(immagine: Ohio State University)

Potrebbero esserci in circolazione molti altri coronavirus potenzialmente pericolosi per l’essere umano. Non solo in sperdute foreste, ma anche dentro casa, nei nostri cani e gatti. Un team internazionale ha appena pubblicato sulla rivista Clinical Infectious Diseases un articolo in cui sostiene di aver trovato un nuovo coronavirus chimerico – un patchwork genetico tra virus di cani, gatti e suini – in campioni biologici di 8 bambini ricoverati per polmonite in Malesia tra il 2017 e il 2018. E altri ricercatori stanno segnalando casi di trasmissione di coronavirus dai suini alle persone a Haiti.

Un coronavirus canino

Il susseguirsi dai primi anni Duemila di tre epidemie di coronavirus (Sars-Cov-1, Mers-Cov e l’attuale Sars-Cov-2) ha fatto pensare a Gregory Gray, della Duke University, che lo spillover non poteva essere poi un evento così raro e che andando a cercare nei casi di infezione con causa ignota del recente passato, forse, sarebbe saltato fuori qualcos’altro. Così, insieme ai suoi collaboratori, ha sviluppato un test simile a quello oggi utilizzato per rintracciare Sars-Cov-2 nelle persone ma in grado di individuare anche coronavirus sconosciuti.

Analizzando i campioni biologici di 301 persone ricoverate per polmonite in un ospedale in Malesia tra il 2017 e il 2018, i ricercatori hanno trovato in 8 bambini il genoma di un coronavirus mai visto prima nell’essere umano, molto simile a uno conosciuto per infettare i cani.
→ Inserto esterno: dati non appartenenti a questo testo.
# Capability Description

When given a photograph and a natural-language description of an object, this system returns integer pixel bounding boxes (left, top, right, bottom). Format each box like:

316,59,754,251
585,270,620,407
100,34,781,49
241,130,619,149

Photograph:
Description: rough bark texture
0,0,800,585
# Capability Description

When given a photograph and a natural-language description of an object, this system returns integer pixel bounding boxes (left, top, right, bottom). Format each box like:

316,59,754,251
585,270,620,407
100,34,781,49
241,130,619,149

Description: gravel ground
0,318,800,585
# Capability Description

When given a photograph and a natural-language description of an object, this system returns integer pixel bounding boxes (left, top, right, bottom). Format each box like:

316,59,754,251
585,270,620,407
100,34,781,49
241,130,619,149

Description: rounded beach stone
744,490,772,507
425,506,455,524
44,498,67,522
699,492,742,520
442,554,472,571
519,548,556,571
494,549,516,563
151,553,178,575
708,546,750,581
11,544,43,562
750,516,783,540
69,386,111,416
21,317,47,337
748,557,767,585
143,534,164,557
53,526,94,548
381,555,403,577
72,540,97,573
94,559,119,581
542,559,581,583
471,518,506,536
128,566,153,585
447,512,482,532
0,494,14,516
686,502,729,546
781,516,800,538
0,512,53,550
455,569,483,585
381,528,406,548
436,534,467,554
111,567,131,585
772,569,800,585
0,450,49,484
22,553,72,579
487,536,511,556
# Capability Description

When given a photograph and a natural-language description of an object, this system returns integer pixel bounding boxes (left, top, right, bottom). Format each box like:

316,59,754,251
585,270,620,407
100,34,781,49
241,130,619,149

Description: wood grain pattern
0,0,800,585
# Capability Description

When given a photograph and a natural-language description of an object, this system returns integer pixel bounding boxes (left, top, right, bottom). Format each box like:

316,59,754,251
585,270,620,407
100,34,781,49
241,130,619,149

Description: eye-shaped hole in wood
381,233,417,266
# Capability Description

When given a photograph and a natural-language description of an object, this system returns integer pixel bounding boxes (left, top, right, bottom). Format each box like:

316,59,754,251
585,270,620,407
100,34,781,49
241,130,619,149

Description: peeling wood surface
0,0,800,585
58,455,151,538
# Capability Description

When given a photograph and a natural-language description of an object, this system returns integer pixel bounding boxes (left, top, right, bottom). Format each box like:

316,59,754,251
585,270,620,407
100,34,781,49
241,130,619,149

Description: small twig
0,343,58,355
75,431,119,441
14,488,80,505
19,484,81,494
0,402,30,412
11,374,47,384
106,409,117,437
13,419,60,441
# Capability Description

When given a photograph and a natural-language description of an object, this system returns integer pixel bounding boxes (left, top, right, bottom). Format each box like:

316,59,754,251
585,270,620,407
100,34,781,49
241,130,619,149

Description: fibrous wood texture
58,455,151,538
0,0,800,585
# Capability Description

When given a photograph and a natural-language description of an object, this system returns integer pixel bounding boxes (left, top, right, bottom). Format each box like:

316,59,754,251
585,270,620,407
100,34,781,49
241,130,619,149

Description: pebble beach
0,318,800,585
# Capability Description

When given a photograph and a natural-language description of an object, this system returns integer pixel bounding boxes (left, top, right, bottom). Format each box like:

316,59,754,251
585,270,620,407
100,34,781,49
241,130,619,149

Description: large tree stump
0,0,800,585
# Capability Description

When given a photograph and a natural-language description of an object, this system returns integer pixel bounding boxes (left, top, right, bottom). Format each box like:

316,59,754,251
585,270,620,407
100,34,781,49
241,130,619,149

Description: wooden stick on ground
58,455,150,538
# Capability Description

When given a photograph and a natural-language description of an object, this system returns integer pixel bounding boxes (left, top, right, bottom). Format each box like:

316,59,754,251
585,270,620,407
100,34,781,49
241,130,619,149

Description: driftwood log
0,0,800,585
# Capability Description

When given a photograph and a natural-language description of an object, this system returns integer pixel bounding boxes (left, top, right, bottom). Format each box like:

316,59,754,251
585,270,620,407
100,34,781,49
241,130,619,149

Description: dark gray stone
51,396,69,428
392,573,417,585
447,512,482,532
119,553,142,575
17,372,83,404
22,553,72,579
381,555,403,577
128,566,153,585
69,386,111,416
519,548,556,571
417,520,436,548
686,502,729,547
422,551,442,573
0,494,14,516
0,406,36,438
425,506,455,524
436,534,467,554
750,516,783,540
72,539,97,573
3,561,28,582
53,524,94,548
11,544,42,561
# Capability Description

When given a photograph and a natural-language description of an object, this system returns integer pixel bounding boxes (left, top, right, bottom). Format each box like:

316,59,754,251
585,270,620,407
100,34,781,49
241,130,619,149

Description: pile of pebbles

Un risultato davvero insolito, riconoscono i ricercatori: finora si pensava che i coronavirus canini non si trasmettessero agli esseri umani. Il team ha confermato la presenza di questo nuovo patogeno in colture cellulari, ma è bene sottolineare che non ha (ancora) dimostrato che sia la causa della polmonite umana: per il momento è possibile dire solo che c’è un’associazione con la malattia.

Evoluzione in corso

Studiando il genoma di questo nuovo coronavirus, i ricercatori hanno stabilito che si tratta di un coronavirus alfa (Sars-Cov-1 e 2 e Mers-Cov sono coronavirus beta) e che sebbene sia quasi del tutto simile al virus canino ci sono delle differenze importanti, che fanno pensare che abbia già infettato anche gatti e suini, acquisendo una mutazione molto simile a una riscontrata nel virus della Sars. Questo patogeno, insomma, avrebbe da tempo intrapreso il cammino che potrebbe portarlo a infettare in modo efficiente l’essere umano e poi a trasmettersi da persona a persona.

Spillover ovunque

Il coronavirus canino trovato nei pazienti malesi potrebbe essere in buona (si fa per dire) compagnia. A marzo, per esempio, i ricercatori dell’Università della Florida hanno riportato l’individuazione di un altro delta coronavirus suino in grado, sembra, di infettare le persone a Haiti (dopo quello di Hong Kong nel 2012 e degli Stati Uniti nel 2014).

Parola d’ordine: monitorare

Impedire ai virus di mutare non si può, ma possiamo e dobbiamo aumentare il monitoraggio delle malattie infettive, sostengono gli esperti. È così che è possibile individuare nuovi patogeni potenzialmente pericolosi per l’essere umano prima che diventino un problema globale.